The documents show the dozens of police officers who searched Ludwig’s farm were looking for bomb-making materials and boots that may have been linked to the attacks, as well as computers, printers, audio/visual equipment and stationery that could have been used to write the letters that demanded EnCana leave the area or risk further sabotage.

The documents run more than 100 pages and include detailed descriptions of the RCMP investigation into the attacks. Among other new information, they reveal the bombings cost EnCana almost $8 million in repairs and lost production. They also show that police spent more than two months investigating EnCana employees in 2009 after the company suggested the bomber might have inside information. One section of the documents notes that EnCana’s highly publicized $1-million reward yielded no new significant tips.

Most of the documents, though, are dedicated to the RCMP’s suspicions about Ludwig and his extended family, 50 of whom live on his sprawling property outside Hythe, Alta.

The police believe that at least one, and probably most, of the bombs were built with explosives stolen from work sites along the B.C.-Alberta border.
 
The warrants suggest police may be able to link Ludwig and his family to the unsolved thefts.

Much is also made in the documents of Ludwig’s hostile history with the oil and gas industry. In the early 1990s, he served two-thirds of a 28-month prison sentence on charges related to oilpatch bombings and vandalism. More recently he has had confrontations with oil and gas workers near his farm and he told a provincial investigator that he knows and has a good rapport with the pipeline bomber, the warrants claim.

But the key evidence in the documents is the DNA, which was taken from two envelopes sent to B.C. newspapers after the most recent bombing.

The letters, sent July 14, 2009, told EnCana it could not win the fight, demanded the company pull out of the area and offered a three-month reprieve from the attacks.

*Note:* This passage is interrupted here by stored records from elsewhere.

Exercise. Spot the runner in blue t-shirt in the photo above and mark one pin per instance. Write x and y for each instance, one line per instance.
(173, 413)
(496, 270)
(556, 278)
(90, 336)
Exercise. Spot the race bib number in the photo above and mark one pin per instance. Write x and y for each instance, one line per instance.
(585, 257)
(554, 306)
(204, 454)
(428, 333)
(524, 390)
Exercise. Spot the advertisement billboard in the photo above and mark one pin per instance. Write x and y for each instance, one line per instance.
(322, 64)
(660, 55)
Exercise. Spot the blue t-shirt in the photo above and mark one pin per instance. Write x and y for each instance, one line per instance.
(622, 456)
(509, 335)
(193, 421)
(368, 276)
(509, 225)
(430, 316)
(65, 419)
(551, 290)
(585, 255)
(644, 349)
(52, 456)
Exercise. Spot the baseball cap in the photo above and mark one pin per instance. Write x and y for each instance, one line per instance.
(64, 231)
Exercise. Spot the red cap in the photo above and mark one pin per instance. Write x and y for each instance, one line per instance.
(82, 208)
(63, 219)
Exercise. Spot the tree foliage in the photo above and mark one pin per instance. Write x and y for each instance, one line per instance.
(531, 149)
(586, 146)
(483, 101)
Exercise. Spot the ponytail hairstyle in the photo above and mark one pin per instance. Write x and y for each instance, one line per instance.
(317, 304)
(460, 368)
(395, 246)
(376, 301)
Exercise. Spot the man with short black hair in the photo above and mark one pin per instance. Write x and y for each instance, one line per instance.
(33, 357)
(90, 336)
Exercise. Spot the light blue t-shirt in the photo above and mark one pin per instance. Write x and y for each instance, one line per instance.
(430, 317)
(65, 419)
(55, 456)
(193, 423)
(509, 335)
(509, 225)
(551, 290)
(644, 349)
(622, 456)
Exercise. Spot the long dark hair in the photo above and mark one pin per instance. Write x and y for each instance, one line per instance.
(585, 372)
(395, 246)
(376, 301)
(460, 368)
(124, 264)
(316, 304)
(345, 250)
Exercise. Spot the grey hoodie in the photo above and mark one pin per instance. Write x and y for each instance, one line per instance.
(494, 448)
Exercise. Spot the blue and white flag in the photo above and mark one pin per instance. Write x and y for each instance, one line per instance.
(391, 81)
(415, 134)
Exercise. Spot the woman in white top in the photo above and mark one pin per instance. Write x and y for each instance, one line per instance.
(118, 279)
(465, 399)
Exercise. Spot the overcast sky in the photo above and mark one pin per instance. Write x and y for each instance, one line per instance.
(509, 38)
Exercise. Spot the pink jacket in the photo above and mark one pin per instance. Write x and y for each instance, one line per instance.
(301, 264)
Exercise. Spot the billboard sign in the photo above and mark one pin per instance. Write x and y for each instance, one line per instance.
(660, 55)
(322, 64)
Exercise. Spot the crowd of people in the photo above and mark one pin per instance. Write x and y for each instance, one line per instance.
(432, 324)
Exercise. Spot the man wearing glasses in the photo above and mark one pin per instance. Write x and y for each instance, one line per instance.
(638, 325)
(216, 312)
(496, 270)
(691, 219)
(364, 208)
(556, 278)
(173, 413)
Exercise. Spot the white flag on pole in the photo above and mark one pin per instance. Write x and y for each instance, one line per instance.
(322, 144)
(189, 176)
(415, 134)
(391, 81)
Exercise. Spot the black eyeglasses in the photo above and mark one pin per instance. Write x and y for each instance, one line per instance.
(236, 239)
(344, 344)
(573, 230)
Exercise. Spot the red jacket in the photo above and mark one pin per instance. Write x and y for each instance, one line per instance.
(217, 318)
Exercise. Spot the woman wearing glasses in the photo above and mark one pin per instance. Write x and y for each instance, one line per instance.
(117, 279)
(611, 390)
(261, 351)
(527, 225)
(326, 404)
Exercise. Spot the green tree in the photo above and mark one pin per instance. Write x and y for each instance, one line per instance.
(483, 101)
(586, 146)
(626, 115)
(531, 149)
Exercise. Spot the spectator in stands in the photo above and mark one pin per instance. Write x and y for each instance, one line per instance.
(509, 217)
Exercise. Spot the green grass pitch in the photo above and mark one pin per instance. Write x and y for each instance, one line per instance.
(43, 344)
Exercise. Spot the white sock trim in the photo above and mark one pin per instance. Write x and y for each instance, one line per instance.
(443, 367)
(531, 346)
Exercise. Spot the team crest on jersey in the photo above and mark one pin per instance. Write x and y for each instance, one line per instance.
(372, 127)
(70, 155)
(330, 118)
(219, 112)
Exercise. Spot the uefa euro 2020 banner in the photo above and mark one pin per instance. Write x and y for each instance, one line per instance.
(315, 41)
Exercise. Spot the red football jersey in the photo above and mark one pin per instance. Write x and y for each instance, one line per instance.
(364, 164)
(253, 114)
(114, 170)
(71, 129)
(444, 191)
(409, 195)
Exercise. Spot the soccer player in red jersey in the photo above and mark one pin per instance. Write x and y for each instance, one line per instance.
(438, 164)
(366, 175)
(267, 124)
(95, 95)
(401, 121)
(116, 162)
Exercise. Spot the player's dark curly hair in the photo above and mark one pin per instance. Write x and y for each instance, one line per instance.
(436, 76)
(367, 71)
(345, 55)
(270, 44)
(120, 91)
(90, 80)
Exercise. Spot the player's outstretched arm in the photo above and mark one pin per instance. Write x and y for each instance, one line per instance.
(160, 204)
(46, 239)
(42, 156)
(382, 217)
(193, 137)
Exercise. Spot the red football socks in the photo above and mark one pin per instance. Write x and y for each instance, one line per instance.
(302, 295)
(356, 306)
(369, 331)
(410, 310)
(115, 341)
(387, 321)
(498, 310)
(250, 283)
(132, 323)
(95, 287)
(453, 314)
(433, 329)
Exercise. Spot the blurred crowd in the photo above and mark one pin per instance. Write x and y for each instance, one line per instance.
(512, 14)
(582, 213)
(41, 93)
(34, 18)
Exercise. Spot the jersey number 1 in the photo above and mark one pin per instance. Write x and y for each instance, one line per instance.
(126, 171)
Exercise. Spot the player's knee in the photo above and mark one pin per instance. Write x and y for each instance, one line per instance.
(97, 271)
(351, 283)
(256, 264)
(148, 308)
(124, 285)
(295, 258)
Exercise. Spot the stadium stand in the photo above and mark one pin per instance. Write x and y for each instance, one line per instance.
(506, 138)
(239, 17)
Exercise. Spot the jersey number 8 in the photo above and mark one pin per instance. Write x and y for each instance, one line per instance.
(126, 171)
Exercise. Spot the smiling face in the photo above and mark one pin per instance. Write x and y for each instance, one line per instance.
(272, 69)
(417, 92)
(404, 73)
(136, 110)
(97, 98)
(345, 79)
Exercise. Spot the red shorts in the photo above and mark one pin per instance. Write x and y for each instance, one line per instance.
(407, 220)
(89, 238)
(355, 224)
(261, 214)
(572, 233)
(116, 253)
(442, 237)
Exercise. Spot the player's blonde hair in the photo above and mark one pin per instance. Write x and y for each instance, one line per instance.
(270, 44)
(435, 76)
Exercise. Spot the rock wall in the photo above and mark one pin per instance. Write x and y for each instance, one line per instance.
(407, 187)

According to the warrants, police found the DNA of an unidentified man on both envelopes. The man’s DNA was later matched to DNA found on two pieces of evidence from old RCMP investigations of Ludwig, a napkin and a bloody T-shirt.

“Based on the forensic DNA evidence obtained to date I believe the unidentified male DNA… belongs to Wiebo Ludwig,” RCMP Cpl. Keith Hack wrote in the search warrant.

After he was arrested in January, Ludwig was required to provide a new DNA sample to police. Whether that sample matched the DNA found on the envelopes has not yet been revealed.

Nothing in the warrants has been proved in court.

Dawson Creek is roughly 590 kilometres northwest of Edmonton.